Dans le cadre de la poursuite que l'ex-épouse a introduite pour récupérer cette somme, l'Office des poursuites de Nyon a saisi une villa et trois comptes bancaires appartenant au recourant, ces derniers totalisant un montant de 9'597 fr. 85. Afin d'éviter la réalisation de sa villa, le recourant a remis à l'office, le 31 octobre 1996, un montant de 58'500 fr. représentant la différence entre la créance de son ex-épouse en capital et intérêts, plus les frais, et les sommes saisies.
B.- a) Par ordonnance du 9 août 1996, le Juge de paix du cercle de Rolle a autorisé un premier séquestre (no 280173), en faveur du recourant, de la créance de 62'815 fr. 70 à concurrence de la contre-valeur en francs suisses de 9'070. 61 et 14'800 US$. Comme titres de créance, le recourant invoquait deux jugements de la Cour du Comté de Montgomery des 2 avril 1992 et 22 septembre 1993, condamnant son ex-épouse à lui verser les sommes en dollars précitées.
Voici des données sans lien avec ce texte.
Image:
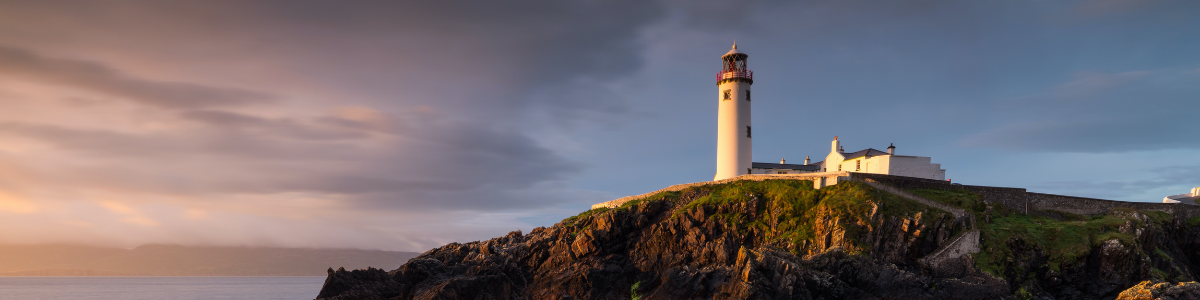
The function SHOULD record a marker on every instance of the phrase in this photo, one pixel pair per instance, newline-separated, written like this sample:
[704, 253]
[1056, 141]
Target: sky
[407, 125]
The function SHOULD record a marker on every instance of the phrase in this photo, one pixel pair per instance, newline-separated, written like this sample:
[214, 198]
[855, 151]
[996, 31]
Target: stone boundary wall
[1013, 198]
[1090, 207]
[1017, 199]
[957, 211]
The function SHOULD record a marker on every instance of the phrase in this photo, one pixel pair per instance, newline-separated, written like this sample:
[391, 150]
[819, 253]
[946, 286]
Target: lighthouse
[733, 131]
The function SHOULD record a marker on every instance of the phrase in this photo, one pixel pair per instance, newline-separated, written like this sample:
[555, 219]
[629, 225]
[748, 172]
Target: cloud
[100, 78]
[1177, 179]
[1101, 113]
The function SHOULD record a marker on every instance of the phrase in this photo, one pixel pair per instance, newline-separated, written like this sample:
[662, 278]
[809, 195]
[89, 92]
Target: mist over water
[155, 288]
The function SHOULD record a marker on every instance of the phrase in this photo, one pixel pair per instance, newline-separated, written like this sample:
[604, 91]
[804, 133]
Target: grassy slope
[1066, 241]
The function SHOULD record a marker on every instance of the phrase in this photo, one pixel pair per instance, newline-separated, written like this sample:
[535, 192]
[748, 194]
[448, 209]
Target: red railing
[730, 75]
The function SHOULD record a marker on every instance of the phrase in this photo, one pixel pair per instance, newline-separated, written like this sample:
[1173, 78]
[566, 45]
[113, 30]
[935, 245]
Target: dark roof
[864, 153]
[784, 166]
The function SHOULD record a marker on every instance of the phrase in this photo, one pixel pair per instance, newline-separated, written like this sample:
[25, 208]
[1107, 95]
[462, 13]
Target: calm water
[137, 288]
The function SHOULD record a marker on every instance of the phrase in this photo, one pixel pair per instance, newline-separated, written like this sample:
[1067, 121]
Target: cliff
[781, 239]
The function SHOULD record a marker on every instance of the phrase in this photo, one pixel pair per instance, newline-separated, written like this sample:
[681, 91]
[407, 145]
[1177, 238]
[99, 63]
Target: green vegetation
[1062, 241]
[958, 198]
[1193, 221]
[787, 209]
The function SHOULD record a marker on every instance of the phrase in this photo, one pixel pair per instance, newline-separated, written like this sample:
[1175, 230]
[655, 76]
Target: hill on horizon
[187, 261]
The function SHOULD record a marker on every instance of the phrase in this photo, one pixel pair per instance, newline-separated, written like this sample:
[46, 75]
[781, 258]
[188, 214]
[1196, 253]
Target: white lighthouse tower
[733, 130]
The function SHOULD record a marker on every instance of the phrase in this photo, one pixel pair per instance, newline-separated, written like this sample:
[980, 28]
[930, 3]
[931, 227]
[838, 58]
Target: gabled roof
[868, 151]
[784, 166]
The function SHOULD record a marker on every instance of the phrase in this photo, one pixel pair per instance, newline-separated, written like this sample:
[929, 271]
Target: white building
[733, 115]
[733, 137]
[1186, 198]
[880, 162]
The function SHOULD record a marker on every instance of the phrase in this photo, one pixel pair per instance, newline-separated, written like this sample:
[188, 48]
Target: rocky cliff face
[779, 240]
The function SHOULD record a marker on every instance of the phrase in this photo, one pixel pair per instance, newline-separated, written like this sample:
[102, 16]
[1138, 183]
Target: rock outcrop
[779, 240]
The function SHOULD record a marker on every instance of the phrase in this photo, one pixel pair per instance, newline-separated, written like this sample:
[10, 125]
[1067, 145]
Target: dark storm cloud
[96, 77]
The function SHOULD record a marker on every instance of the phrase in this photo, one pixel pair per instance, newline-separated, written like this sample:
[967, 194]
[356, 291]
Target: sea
[159, 288]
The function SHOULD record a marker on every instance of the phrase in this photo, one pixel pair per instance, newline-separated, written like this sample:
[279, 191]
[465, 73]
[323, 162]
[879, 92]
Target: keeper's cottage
[735, 133]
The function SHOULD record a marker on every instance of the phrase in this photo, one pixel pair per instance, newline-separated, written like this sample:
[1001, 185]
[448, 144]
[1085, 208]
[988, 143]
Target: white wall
[915, 167]
[733, 148]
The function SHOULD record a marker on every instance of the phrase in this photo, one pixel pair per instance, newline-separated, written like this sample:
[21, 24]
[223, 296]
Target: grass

Cette dernière a fait opposition à la poursuite en validation dudit séquestre et la requête du recourant en mainlevée définitive de cette opposition a été rejetée par jugement du Président du Tribunal civil du district de Nyon du 17 décembre 1996. La Cour des poursuites et faillites du Tribunal cantonal vaudois a confirmé ce jugement par arrêt du 4 juillet 1997, à l'encontre duquel aucun moyen de recours n'a été utilisé.
b) Le 7 juillet 1997, l'ex-épouse du recourant a sollicité de l'office la remise des fonds saisis en ses mains. La décision de l'office de restituer rapidement les fonds à l'ex-épouse a fait l'objet, de la part du recourant, d'une plainte LP qui a été rejetée par l'autorité cantonale de surveillance.
Le 24 octobre 1997, l'ex-épouse du recourant a cédé à l'intimé, à titre de paiement partiel de ses honoraires, un montant de 28'406 fr., plus intérêts et frais de poursuite, sur la créance objet du séquestre n° 280173 ordonné le 9 août 1996.
c) Le 10 novembre 1997, le recourant a requis à nouveau le séquestre de la créance de 62'815 fr. 70, en se fondant sur les jugements des 2 avril 1992 et 22 septembre 1993 précités et sur le fait qu'il avait des prétentions en dommages-intérêts à hauteur de 301'500 fr. à faire valoir contre son ex-épouse. Sa requête a été admise par le président du tribunal de district le 6 avril 1998 (séquestre no 310925). Son ex-épouse ayant fait opposition à la poursuite en validation de ce second séquestre, le recourant a agi en exequatur et en mainlevée définitive de cette opposition. Sa requête a toutefois été rejetée par jugement du président du tribunal de district du 7 septembre 1998, confirmé le 14 janvier 1999 par la Cour cantonale des poursuites et faillites.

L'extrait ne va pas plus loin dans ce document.